Als die Gelder Rasen mähten
In frühgeschichtlicher Zeit wurde das Vermögen eines Menschen an der Größe seiner Herden deutlich. Mag die bekannte schwäbische Maxime sich auf ein urzeitliches Geldkonzept gründen? Schafe, Schafe, Häusle baue! Pecunia non olet - sed pecus. Geld stinkt nicht, doch ist gewiss: Im Stall des Viehs, da riecht es mies. Gewiss ist auch, dass in diesen Gesellschaften das Konzept einer Weideabgabe (englisch "agistment fee") zu der merkwürdigen Frage geführt hätte: Wieviel Vieh kostet denn die Fee? Wer Viehhändler ward einst genannt, der heißt heute "Währungsspekulant".

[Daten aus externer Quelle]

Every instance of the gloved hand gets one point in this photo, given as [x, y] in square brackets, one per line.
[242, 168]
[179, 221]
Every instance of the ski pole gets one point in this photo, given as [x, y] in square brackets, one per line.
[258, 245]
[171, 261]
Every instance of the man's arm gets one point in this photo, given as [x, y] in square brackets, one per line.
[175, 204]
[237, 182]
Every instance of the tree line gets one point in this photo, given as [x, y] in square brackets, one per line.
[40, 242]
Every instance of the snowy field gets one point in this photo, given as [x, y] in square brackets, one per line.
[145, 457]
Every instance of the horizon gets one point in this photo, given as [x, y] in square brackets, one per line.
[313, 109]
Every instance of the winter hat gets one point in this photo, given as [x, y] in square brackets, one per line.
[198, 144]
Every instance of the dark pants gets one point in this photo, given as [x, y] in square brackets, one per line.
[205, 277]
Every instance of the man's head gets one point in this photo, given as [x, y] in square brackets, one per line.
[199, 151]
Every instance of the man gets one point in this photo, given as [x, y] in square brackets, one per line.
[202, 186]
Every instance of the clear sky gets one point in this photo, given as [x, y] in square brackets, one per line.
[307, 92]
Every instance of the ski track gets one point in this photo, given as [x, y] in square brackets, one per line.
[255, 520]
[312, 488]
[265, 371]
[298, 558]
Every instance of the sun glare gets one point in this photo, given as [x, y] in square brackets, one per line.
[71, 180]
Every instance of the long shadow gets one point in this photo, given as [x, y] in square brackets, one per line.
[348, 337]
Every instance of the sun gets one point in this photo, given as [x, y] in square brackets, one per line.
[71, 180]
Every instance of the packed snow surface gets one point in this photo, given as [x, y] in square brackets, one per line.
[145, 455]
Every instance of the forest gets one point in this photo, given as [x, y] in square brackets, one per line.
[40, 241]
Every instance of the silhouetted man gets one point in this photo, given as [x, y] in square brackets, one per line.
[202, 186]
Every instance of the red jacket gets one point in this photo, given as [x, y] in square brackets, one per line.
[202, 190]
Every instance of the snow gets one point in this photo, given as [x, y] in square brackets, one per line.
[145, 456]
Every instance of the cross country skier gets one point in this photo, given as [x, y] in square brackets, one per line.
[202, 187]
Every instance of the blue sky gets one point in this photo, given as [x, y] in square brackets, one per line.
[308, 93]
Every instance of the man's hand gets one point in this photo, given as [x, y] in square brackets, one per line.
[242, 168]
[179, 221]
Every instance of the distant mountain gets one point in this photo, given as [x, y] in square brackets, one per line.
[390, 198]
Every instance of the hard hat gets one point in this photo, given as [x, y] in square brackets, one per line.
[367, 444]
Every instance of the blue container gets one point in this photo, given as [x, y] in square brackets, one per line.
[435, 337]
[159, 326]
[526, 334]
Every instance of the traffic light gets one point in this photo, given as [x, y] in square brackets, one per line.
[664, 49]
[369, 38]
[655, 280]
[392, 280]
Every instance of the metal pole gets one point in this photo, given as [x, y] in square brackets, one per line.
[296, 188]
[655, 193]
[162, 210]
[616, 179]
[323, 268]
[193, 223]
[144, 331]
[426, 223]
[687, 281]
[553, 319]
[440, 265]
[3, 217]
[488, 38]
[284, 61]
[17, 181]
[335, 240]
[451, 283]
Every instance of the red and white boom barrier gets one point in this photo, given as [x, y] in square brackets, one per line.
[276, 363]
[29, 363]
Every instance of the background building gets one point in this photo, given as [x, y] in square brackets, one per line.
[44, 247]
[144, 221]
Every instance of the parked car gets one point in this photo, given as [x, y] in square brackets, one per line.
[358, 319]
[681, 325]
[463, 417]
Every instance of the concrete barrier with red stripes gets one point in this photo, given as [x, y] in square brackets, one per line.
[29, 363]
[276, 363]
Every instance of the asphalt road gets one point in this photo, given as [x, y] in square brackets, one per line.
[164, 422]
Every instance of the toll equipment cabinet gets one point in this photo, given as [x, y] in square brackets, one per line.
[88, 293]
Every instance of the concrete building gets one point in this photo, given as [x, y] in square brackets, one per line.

Auch die Feststellung "Betriebswirt schaft" gepaart mit dem Bemühen des Betriebshirten (neudeutsch: Investor relationship - als Wolf im Schafspelz Mitglied der sogenannten "Investor relationsheep"), die Aktionärsherden zu hüten sowie das Eingreifen des in Bausch und Bogen just denselben überspannenden Renditenrupfers zu verhindern, mag uns die Vorgänge an der Wollstreet erläutern. Jedenfalls ist des Schafes Mehrwert sein Scherwert, bemessen im Gewichtsanteil der Überwollung des Wollschafs am Vollschaf beziehungsweise im Verhältnis des Wollschafs zum Kahlschaf. Man spricht hier auch vom Scherholder-Value. Wie man leicht erkennen kann, ist das vollwertige Schaf ein wollwertiges.

Sähe man in der Aktie weniger das Schaf als den Anteilsschein, so wäre es wohl auch zulässig vom Aktionär als einem Scheinehirten zu sprechen, von dessen an Aktien gehaltenem Portfolio als Scheinestall und der gesamten Börse als einer einzigen Scheinerei, wo Vieles scheint, was doch eigentlich ganz anders ist, mit dem Motto für den Anteilsschein: Mehr Schein als Sein. Man stelle sich die Szene auf einer Hauptversammlung vor: "Da überstimmte der Hauptaktionär den Minderheitseigentümer mit einem scheinischen Grinsen.".

Eine wichtige Eigenschaft des Anteilschafs (pecus participialis) ist seine Überwollung, wenn es viele wollen, es mit Wollen überrollen. Das Gegenteil der Überwollung bildet die Intervallglatze beim jeweiligen Tiefstand des Schafkurses ("Richtiges Benehmen in der Anlegerherde - Blöken für Anfänger"). Wohl dem, der seine Schäfchen rechtzeitig im Trockenen hat!

Betrachtet man nun den Kampf gegen allfällige Kapitalverklumpung durch die Pekunialthrombozyten im Kreislauf des Geldes, dann ist entsprechend unerlässlich, der liquiden Mittel Rinnsal nicht zum Gerinnsal werden zu lassen, es gleichsam als finanzielles Heparinsal gegen sein Schicksal als Klumpsal zu wappnen. Ist es nicht das übliche Strickmuster ökonomischer Krisen, dass sich in der Wolle gefärbte schwarze Schafe die Kontrolle über den Geldfluss verschafen und ihn somit verklumpen?

Da es aber als Lehrmeinung gilt, eine erkleckliche Kapitalverklumpung für normal zu halten, neige ich allmählich zur Feststellung: Die Wirtschaftskunde hör' ich wohl, allein, mir fehlt der Glaube.